この日本が誇る価値を、私達は次の世代に引き継いでいく義務があります。ビジネスにおいて、政治において、文化やスポーツにおいても同様です。義務を果たすには懸命に生きること以外にありません。

「日本が誇る品質と歴史」の評価ですが、次の世代でも同じ評価を受けられるために私達の役割は決して小さくありません。現代の日本社会が、世界から尊敬される国であるように日々の活動を行いたいものです。

史実と史観

「いろは丸事件と竜馬」を読んでいます。サブタイトルに「史実と伝説のはざま」と銘打たれているように、伝えられていることと史実との対比がなされています。ここでは史実と史観についても触れられています。ここで個人的な意見ですが歴史家にとって史実にあることが真実であり正しいことだと思いますが、歴史とは史観も大事だと思います。

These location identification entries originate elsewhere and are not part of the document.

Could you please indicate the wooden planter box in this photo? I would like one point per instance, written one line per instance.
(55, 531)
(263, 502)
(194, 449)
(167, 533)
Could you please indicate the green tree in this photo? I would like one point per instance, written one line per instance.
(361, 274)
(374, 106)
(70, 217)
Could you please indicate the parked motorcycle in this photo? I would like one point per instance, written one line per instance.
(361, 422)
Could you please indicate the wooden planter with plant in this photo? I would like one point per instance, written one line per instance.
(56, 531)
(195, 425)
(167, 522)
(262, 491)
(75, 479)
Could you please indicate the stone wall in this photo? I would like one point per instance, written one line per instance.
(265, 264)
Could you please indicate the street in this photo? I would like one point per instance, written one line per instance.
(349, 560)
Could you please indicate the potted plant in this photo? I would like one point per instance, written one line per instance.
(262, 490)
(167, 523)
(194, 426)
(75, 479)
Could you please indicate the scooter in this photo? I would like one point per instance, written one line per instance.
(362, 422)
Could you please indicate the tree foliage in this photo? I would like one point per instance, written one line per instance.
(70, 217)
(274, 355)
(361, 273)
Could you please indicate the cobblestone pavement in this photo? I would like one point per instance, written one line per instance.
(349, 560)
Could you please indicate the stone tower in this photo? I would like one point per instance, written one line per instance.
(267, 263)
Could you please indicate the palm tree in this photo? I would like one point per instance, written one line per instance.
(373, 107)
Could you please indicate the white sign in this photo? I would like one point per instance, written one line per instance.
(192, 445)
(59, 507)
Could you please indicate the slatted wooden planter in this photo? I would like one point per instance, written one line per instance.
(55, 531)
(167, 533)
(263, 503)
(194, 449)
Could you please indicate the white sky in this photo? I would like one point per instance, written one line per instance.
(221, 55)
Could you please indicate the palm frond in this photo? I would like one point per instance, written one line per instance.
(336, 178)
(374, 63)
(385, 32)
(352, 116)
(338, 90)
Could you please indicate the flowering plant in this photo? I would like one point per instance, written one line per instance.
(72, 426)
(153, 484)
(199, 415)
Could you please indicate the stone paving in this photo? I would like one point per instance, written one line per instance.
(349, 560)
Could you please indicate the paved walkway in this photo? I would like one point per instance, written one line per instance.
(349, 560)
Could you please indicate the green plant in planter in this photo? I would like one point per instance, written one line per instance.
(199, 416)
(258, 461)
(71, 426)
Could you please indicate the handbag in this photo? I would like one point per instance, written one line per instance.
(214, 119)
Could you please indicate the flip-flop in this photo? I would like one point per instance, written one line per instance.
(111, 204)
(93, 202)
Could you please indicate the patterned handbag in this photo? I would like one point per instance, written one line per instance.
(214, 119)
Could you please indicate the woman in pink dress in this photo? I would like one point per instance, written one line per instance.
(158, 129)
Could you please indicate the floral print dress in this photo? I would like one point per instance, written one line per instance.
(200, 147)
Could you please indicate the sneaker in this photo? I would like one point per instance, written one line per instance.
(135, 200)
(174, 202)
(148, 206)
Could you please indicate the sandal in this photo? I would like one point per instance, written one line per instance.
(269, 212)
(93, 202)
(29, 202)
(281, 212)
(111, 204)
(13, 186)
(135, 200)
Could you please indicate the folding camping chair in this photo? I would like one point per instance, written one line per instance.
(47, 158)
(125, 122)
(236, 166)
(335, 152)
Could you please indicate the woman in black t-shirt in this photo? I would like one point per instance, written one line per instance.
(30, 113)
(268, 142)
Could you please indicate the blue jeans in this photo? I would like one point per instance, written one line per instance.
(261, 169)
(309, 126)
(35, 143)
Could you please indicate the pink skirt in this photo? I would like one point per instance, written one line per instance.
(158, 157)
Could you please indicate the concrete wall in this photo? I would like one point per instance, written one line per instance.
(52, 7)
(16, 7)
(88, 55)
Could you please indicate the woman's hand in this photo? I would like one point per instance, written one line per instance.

史実だけで歴史を語れることはなく、史実と史実の間を埋めるピースが史観だと思うのです。デジタルで記録している訳でもない歴史を完璧に語れることはないので、隙間を埋めるモノが史観であり、この史観は解釈する人によって異なるものです。ですから歴史は一つではなく、また一つでないからこそ、そのすき間を埋められるロマンがあるのです。

「いろは丸事件」に関しても史実はありますが、そこに史観を入れなければ歴史を鳥瞰できません。私達は歴史家、作家、歴史に詳しい人からの話によって歴史観がつくられていきます。史観によっては英雄が悪役になることがありますし、悪役が英雄になることもあるのです。どこに焦点を当てるのかによって人物像は違ったものになります。

だから歴史はおもしろいのです。だから歴史を物語として語ることが出来るのです。評価が固まってしまった歴史は、史観を以て語ることが出来ません。それでは生きた歴史にならないのです。語ることが出来てこそ歴史であり、語れるから楽しいのです。

いよいよ「陸奥宗光と和歌山」が迫ってきましたが、ここで語るのはそれぞれの史観による物語かもしれません。でも史観とは創造力であり、好きな人物の長所を見つけて語れることにあります。

「いろは丸事件」においては、坂本龍馬が英雄で紀州藩が悪役のイメージが定着していますが、「いろは丸と竜馬」を読むと一概には語れないことが分かります。誰がそのことを語るかも大事なことだと思います。